In the present case, there were no circumstances justifying the request to carry out all the proceedings carried out by the Court of First Instance again. The Court of Appeal, in its message of reasons for the judgement under appeal, stated that: ‘the findings of the territory Court concerning the failure of the suspect to fulfil his duties in the field of wellness and safety did not take into account all the evidence available.’ At the same time, the Court of First Instance referred to circumstantial circumstances which it considered had not been sufficiently examined (the question of the command to replace the grapple by the forklift). However, the uncovering that ‘the court of the first instance took small care of this component of reality (the issue of work for organising a safe place of work) has underestimated its importance by accepting prematurely in this situation that it is not possible to find who recommended the victim's work’ did not justify the request to carry out the wire completely again. Rather, the Court of Appeal pointed out that ‘no full evidence has been collected’ and so the evidence should be supplemented. This is besides confirmed by the Court’s view that it was essential to ‘take into account, face and review each other’ concrete evidence: the evidence of the victim and the witness T.C., and besides from the protocols to find the circumstances and causes of the accident.
However, the Court of Appeal in the case ignored having its own jurisdiction to conduct evidence, stating that: ‘The territory Court did not explain all the applicable facts, and those deficiencies ‘are so crucial that they prevent a substantive assessment of the validity of the decision, and the Court of Appeal is hampered by the anticipation of reopening the case for the intent of correct determination of the facts, since, in principle, this task falls on the Court of First Instance’.
As can be seen, the Court of Appeal did not even effort to show that the case had to be carried out “in its entirety”. The argument boils down in rule to the allegation that the Court of First Instance did not carry out the ‘all’ essential evidence, and to the claim that, in principle, the applicable evidence should be carried out by the Court of First Instance. However, specified a position in the current legal state should be regarded as an explanation contra legem.
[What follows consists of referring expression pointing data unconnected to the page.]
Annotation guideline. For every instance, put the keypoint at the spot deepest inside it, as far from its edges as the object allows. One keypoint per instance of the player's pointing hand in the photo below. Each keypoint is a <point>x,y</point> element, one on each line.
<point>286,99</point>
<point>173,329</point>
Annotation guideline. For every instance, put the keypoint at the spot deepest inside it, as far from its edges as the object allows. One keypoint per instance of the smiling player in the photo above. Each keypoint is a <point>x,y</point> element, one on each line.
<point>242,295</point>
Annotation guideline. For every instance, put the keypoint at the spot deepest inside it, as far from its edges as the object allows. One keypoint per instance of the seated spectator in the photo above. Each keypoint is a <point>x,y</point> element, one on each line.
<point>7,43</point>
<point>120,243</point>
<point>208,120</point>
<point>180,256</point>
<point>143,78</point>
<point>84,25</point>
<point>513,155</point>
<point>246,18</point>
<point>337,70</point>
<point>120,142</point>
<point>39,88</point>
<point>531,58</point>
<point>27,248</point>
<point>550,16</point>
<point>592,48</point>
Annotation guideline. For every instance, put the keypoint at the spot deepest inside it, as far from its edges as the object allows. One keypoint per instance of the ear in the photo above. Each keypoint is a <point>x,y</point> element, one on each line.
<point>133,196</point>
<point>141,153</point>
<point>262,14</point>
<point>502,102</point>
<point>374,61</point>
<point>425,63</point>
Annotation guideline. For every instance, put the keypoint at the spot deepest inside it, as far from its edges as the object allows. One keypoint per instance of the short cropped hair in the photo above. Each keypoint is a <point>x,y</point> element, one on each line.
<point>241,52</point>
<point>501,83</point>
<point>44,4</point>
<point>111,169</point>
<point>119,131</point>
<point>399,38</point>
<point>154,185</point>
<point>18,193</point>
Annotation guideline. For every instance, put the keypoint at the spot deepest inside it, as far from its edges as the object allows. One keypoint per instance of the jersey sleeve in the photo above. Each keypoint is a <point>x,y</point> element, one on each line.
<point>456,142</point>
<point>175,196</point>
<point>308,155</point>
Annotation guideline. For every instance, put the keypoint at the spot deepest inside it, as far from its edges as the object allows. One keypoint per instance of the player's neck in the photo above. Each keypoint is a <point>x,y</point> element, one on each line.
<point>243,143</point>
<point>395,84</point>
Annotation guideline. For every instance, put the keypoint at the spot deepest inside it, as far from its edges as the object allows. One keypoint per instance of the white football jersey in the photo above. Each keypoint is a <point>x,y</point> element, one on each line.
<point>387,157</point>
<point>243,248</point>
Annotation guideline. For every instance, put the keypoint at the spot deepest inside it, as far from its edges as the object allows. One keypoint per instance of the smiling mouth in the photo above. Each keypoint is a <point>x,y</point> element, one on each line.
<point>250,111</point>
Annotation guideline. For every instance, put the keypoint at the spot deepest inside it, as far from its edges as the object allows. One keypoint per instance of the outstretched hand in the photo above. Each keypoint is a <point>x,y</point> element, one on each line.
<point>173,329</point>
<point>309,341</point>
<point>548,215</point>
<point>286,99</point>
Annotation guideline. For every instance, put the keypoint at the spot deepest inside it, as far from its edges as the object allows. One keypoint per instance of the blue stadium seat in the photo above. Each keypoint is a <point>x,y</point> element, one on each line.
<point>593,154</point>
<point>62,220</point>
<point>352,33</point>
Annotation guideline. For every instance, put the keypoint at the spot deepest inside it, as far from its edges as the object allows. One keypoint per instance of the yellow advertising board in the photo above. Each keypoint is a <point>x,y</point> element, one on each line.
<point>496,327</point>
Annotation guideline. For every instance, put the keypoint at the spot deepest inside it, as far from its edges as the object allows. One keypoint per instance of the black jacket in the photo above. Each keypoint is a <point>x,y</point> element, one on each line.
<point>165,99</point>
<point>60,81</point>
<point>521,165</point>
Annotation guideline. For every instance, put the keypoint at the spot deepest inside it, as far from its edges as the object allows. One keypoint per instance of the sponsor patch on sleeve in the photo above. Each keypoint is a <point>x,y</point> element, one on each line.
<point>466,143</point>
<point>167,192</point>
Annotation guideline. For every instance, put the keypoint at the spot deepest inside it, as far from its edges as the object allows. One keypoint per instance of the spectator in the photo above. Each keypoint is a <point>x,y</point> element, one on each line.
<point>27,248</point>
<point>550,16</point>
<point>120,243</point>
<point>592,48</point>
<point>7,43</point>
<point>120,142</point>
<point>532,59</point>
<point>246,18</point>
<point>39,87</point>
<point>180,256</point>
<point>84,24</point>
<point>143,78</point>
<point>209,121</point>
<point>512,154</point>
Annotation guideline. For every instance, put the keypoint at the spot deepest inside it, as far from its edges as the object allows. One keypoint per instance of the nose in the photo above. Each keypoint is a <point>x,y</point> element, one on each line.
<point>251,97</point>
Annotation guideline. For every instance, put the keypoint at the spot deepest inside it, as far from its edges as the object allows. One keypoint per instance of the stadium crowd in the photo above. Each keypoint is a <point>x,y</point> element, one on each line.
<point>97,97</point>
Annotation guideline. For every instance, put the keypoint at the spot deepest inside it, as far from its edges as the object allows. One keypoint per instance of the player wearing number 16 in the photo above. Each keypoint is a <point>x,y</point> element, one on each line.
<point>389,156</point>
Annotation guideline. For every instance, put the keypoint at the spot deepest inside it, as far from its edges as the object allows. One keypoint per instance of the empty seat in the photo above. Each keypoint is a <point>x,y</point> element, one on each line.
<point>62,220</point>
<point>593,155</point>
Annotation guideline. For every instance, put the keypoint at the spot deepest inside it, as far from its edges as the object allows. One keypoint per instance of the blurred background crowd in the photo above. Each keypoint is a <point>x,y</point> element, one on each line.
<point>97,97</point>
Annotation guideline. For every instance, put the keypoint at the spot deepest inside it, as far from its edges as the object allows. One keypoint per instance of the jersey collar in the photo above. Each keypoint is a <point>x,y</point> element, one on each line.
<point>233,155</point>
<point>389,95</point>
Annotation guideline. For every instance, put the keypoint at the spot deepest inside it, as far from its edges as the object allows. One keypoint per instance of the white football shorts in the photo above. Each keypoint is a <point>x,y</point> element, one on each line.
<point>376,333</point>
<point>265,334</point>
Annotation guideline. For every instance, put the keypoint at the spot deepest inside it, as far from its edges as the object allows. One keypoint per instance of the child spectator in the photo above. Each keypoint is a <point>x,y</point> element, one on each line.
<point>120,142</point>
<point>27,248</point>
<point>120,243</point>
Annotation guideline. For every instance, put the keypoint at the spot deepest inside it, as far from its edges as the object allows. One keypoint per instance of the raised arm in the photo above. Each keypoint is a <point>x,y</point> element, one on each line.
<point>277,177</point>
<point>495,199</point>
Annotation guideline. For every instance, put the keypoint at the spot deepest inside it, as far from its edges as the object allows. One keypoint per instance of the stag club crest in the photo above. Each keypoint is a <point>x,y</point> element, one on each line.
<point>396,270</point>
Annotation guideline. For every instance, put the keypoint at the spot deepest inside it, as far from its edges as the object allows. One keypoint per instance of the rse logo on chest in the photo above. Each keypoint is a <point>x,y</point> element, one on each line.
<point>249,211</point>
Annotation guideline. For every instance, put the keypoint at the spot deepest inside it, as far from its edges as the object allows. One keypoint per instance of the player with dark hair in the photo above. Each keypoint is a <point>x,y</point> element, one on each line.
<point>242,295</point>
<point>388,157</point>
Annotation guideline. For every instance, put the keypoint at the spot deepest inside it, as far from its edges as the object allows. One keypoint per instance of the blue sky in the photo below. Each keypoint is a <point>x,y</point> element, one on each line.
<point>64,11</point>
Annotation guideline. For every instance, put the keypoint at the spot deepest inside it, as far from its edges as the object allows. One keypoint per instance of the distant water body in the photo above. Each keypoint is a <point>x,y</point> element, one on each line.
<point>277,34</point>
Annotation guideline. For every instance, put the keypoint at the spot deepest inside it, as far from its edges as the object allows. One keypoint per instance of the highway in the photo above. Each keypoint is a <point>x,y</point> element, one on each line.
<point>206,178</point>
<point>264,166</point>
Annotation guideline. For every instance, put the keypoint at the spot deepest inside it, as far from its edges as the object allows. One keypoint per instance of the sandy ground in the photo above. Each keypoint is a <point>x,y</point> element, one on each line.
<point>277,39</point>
It is actual that, in the improvement model, even the serious deficiencies in the evidence collected by the Court of First Instance do not imply the request for a cassatory judgment, unless there is simply a request for a ‘new’ and ‘whole’ evidence.
The Court of Appeal, without showing adequate serious deficiencies and shortcomings in the erstwhile proceedings to make it essential to repeat the procedural proceedings carried out in the course of the proceeding before the Court of First Instance, has infringed Article 437(2) of the NCP. In view of the above, it was necessary, pursuant to Article 539e(2) of the NCP, to repeal the contested judgement of the territory Court of W. and to mention the case to that Court for review in the appeal proceedings.
Comment
It is worth pointing out, beyond any doubt, that there have been no obstacles to the Court of First Instance’s independent proceedings in assessing and supplementing the evidence. It should be recalled that de lege lat the appeal court, according to its model duty, carries out the evidence itself and not, in order to carry it out, revokes the contested judgement and refers the substance to the court of first instance for review. The conduct of its own evidence by the appeal court shall be a rule, in peculiar in the light of Article 452(2) of the NCP. Only exceptionally, where it is not possible to issue an appropriate decision without a repetition of all the evidence, the court of appeal may dismiss and mention the case to a review (see judgments of the ultimate Court of 20.12.2018, IV KS 29/18, Legalis; 4.7.2019, V KS 18/19, Legalis).